Arbeitnehmermarkt
Foto: Kärcher
Im Gespräch mit Rüdiger Bechstein, Bereichsleiter Personal bei Kärcher
In den kommenden Wochen dreht sich bei uns alles um den Arbeitnehmermarkt! Führungskräfte Deutschlands führender Familienunternehmen verraten uns exklusiv, wie sie in der aktuellen Marktsituationen Bewerber:innen begeistern und gewinnen wollen.
Auch an Familienunternehmen geht der Fachkräftemangel nicht vorbei. Umso wichtiger ist ein gutes Konzept, um für Bewerber:innen interessant zu bleiben.
In diesem Interview spricht Rüdiger Bechstein mit uns über den Erfolg von Kärchers aktueller Employer Branding-Kampagne WE ARE THE KÄRCHERS, WANNA WOW WITH US und erzählt uns wie das Unternehmen seinen Purpose entdeckt hat.
Herr Bechstein, wie macht sich der Fachkräftemangel in Ihrem Unternehmen heute schon bemerkbar?
Wir haben rund 300 offene Stellen bei uns und unsere Personalreferenten haben alle Hände voll damit zu tun, diese Stellen zu besetzen. Natürlich spüren wir, dass wir auf bestimmte Ausschreibungen inzwischen weniger Bewerbungen als früher bekommen, dazu gehören z. B. die Stellen im IT-Bereich. Auch im Bereich Controlling oder Personal merken wir, dass sich weniger Menschen bewerben. Früher war es eine Art "Post and Pray" - das funktioniert heute nicht mehr. Stattdessen müssen wir mittlerweile selbst für ganz gewöhnliche Stellen teilweise in die Direktansprache gehen.
Gibt es trotzdem Bereiche, die besonders betroffen sind und wo sich der Fachkräftemangel noch etwas stärker bei Kärcher bemerkbar macht?
In der Informationstechnologie suchen wir alles rauf und runter. Da sind aber natürlich nicht nur wir auf der Suche. Bei uns ist es zum Beispiel speziell der Bereich Batterietechnik. Aber auch allgemeine Stellen für Fachkräfte stellen uns mittlerweile vor Herausforderungen: Egal, ob Ingenieure oder Kaufleute, das spielt eigentlich keine Rolle. Obwohl wir ein bekannter Arbeitgeber sind, spüren wir, dass die Suche häufig länger dauert als noch vor wenigen Jahren. Und was wir auch spüren: Wenn wir dann gute Kandidaten haben, sind diese häufig noch mit zwei oder sogar drei anderen potentiellen Arbeitgebern im Gespräch. Es ist also inzwischen ein Konkurrenzkampf, bei dem man alles einsetzen muss und sich um die Gunst der Kandidaten bemühen muss - nicht mehr umgekehrt.

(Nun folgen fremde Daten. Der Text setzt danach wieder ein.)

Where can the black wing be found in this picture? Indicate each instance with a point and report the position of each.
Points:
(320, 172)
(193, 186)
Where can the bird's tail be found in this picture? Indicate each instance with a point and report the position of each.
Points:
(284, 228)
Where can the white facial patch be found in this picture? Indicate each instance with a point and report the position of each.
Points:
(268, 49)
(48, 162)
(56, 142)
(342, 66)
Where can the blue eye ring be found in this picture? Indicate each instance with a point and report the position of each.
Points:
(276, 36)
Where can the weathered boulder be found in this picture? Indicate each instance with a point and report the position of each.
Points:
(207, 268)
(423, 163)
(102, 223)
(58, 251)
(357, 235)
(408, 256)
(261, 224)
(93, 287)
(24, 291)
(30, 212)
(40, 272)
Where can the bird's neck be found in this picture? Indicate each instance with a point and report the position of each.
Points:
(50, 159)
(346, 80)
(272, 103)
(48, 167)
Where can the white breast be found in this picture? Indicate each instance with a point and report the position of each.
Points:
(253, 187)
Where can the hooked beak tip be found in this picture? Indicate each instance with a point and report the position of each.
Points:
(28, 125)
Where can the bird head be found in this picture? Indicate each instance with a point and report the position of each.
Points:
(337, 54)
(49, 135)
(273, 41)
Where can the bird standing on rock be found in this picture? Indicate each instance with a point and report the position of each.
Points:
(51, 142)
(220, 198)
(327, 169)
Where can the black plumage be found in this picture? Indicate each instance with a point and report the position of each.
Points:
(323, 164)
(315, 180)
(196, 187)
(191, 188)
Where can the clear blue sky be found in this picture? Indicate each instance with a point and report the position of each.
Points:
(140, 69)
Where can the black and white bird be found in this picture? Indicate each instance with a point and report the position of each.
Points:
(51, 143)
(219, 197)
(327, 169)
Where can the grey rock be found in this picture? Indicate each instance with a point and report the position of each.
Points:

Welche Auswirkungen hat dies auf die Produktivität, die Qualität und die Innovationsfähigkeit des Unternehmens?
Wir haben bei Kärcher ein Betriebsklima, das unter anderem davon geprägt ist, dass man sich gegenseitig hilft. Aber klar: wenn gleich mehrere Stellen auch mal über längere Zeit nicht besetzt sind, ist das in den von Ihnen benannten Bereichen ein Thema, das man im Auge behalten muss.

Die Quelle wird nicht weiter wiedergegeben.